Various tests were performed using the obtained copolymer (C3). The results are shown in Table 2.

  From Table 2, the cement admixture and cement composition using the polycarboxylic acid-based copolymer for cement admixture obtained in Examples can eliminate the setting delay of concrete and can suppress the increase in viscosity of concrete. I know that.

  The polycarboxylic acid copolymer for cement admixture of the present invention is suitably used as a cement admixture. The cement admixture is suitably used for cement compositions such as cement paste, mortar, and concrete.

Claims (7)

A polycarboxylic acid copolymer for cement admixture,
The copolymer is derived from the unsaturated polyalkylene glycol ether monomer (a) -derived structural unit (I) represented by the general formula (1) and the unsaturated monocarboxylic acid monomer (b).

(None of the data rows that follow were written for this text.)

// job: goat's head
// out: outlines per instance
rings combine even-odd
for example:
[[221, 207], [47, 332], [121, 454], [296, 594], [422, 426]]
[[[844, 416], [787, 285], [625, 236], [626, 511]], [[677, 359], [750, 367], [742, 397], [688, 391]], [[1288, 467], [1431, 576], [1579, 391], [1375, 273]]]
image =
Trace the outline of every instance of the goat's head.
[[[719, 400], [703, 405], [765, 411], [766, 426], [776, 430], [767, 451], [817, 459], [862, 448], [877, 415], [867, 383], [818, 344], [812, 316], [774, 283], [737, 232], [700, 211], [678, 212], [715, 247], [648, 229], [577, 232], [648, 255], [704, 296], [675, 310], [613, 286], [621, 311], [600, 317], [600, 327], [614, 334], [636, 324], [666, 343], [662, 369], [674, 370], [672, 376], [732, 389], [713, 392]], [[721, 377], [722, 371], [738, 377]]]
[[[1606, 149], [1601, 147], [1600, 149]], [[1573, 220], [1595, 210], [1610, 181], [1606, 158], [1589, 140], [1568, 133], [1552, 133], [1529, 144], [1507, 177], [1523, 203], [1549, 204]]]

The structural unit (II) and the structural unit (III) derived from the unsaturated dicarboxylic acid monomer (c),
The content of the structural unit (I) derived from the monomer (a) in the copolymer is 50% by weight to 98% by weight,
The content of the structural unit (II) derived from the monomer (b) in the copolymer is 1% by weight to 25% by weight,
The content of the structural unit (III) derived from the monomer (c) in the copolymer is 1% by weight to 25% by weight.
Polycarboxylic acid copolymer for cement admixture.

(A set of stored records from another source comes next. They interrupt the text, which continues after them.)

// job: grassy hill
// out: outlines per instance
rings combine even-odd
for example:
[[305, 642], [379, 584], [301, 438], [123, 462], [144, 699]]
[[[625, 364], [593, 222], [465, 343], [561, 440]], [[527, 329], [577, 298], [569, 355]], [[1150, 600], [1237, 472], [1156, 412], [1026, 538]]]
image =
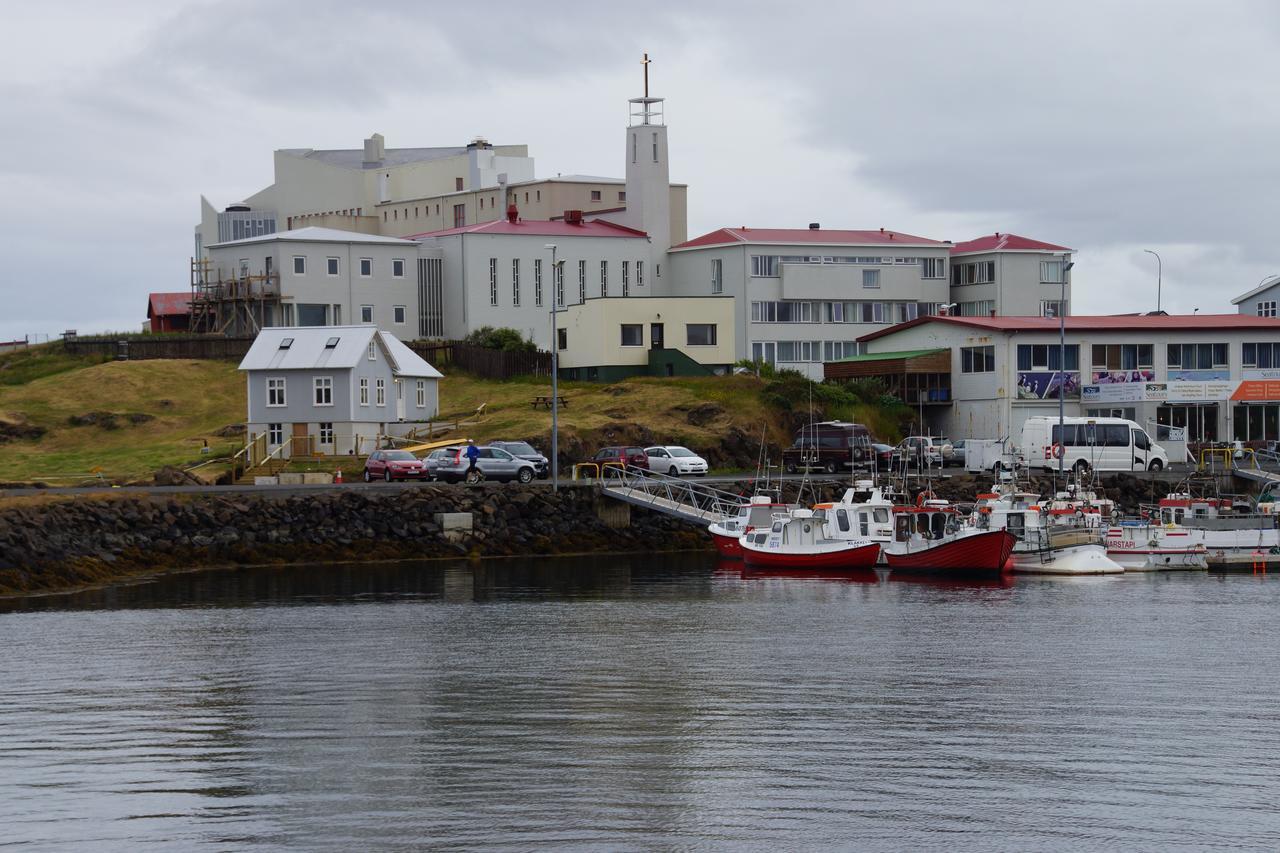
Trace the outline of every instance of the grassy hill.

(In General Formula (1), Y represents an alkenyl group having 2 to 10 carbon atoms, R ¹ O represents one or more of oxyalkylene groups having 2 to 18 carbon atoms, and R ² represents a hydrogen atom or Represents an alkyl group having 1 to 18 carbon atoms, and m is the average added mole number of an oxyalkylene group and is 100 to 500.)   The polycarboxylic acid copolymer for cement admixture according to claim 1, wherein Y in the general formula (1) is an alkenyl group having 4 to 5 carbon atoms.   The cement admixture according to claim 1 or 2, wherein the unsaturated dicarboxylic acid monomer (c) is at least one selected from maleic acid, fumaric acid, citraconic acid, itaconic acid, and salts thereof. Polycarboxylic acid copolymer.   The polycarboxylic acid copolymer for cement admixture according to any one of claims 1 to 3, wherein the unsaturated monocarboxylic acid monomer (b) is a (meth) acrylic acid monomer.   The polycarboxylic acid copolymer for cement admixture according to any one of claims 1 to 4, wherein the weight average molecular weight Mw is 10,000 to 100,000.   A cement admixture comprising the polycarboxylic acid copolymer for cement admixture according to any one of claims 1 to 5. A cement composition comprising the polycarboxylic acid copolymer for cement admixture according to any one of claims 1 to 5, cement and water.